Dopo un congresso tenuto a Parigi nel 1894 le nuove Olimpiadi furono tenute ad Atene nel 1896.
Sospese durante la guerra, ora vengono celebrate ogni quattro anni e sono attese da tutto il mondo.
L’aspetto più importante delle Olimpiadi è il vedere radunati i migliori atleti, provenienti da tutto il mondo.
È una realtà che si verifica solo nelle Olimpiadi e che riveste un grande valore non solo agonistico, ma specialmente morale.
Tutto ciò avviene in un clima di grande agonismo che è innato nell’essere umano: si dà tutto per battere l’avversario, ma fuori dal campo, nel villaggio olimpico, regna la fratellanza.
San Paolo, tra realtà e metafora, parla della disciplina dell’atleta:
«Non sapete che nelle corse allo stadio tutti corrono ma uno solo conquista il premio?
«Correte anche voi in modo da conquistarlo.
«Però ogni atleta è temperante in tutto… io corro, ma non come chi è senza meta, faccio pugilato ma non come chi batte l’aria, tratto duramente il corpo e lo trascino in schiavitù perché non succeda che dopo aver predicato agli altri, venga io stesso squalificato». (1 Cor. 9,24)
Scopo morale dell’atleta è quello di vincere la staticità, l’inerzia, la pesantezza nell’intento di un corpo slanciato, snello, elegante, disinvolto.
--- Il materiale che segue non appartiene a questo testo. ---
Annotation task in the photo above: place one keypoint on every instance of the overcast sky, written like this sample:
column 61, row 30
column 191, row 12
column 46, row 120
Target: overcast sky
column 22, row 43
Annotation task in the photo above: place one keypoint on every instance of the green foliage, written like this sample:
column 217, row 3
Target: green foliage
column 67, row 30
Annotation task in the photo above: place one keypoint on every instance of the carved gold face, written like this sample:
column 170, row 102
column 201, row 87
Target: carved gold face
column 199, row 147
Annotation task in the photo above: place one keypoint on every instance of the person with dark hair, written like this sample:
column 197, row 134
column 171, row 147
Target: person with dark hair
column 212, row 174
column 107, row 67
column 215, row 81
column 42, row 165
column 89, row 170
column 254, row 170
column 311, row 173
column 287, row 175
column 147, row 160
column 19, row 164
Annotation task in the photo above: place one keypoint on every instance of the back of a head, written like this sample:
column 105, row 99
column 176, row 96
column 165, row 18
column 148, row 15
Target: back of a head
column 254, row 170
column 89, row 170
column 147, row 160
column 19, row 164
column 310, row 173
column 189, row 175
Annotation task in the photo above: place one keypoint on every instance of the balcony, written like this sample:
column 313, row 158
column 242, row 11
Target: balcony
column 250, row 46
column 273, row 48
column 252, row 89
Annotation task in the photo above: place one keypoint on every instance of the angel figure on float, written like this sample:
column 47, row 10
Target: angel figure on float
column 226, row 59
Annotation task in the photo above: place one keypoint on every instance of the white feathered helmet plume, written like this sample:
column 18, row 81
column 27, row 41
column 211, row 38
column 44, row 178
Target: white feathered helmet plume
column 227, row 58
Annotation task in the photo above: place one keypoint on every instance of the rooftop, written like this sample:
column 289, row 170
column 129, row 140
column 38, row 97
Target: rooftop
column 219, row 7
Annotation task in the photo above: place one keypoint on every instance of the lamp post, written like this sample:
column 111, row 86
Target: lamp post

Questa è l’etica del corpo che va trattato con disciplina perché resti come Dio l’ha creato e come la natura esige.
Deve restare agile, svelto, spedito, sciolto, elastico e quindi «leggero» contro la pesantezza dell’alcool e della droga.
Perché parlo di «leggerezza» in senso positivo, di agilità, scioltezza?
Italo Calvino nelle sue «Lezioni americane» si riferisce alla poesia delle metamorfosi di Ovidio in cui Perseo uccide a colpi di spada la pesante testa della Medusa e la depone in un «leggerissimo» strato di foglie e ramoscelli, in una tensione immane di leggerezza.
Calvino cita pure Montale in una poesia del 1953 in cui mette a confronto un Lucifero dalle ali pesantissime di bitume che cala sulle capitali dell’occidente e , nell’ansia di avere qualche cosa di leggero attorno a sé, raccomanda alla sua amica: «Conservami la cipria nello specchietto, quando la sardana si farà infernale».
Così anche Milan Kundera nel suo romanzo: «L’insostenibile leggerezza dell’essere» in contrapposizione alla «Ineluttabile pesantezza del vivere».
Tra realtà e memoria le Olimpiadi sono state davvero motivo per una riflessione profonda.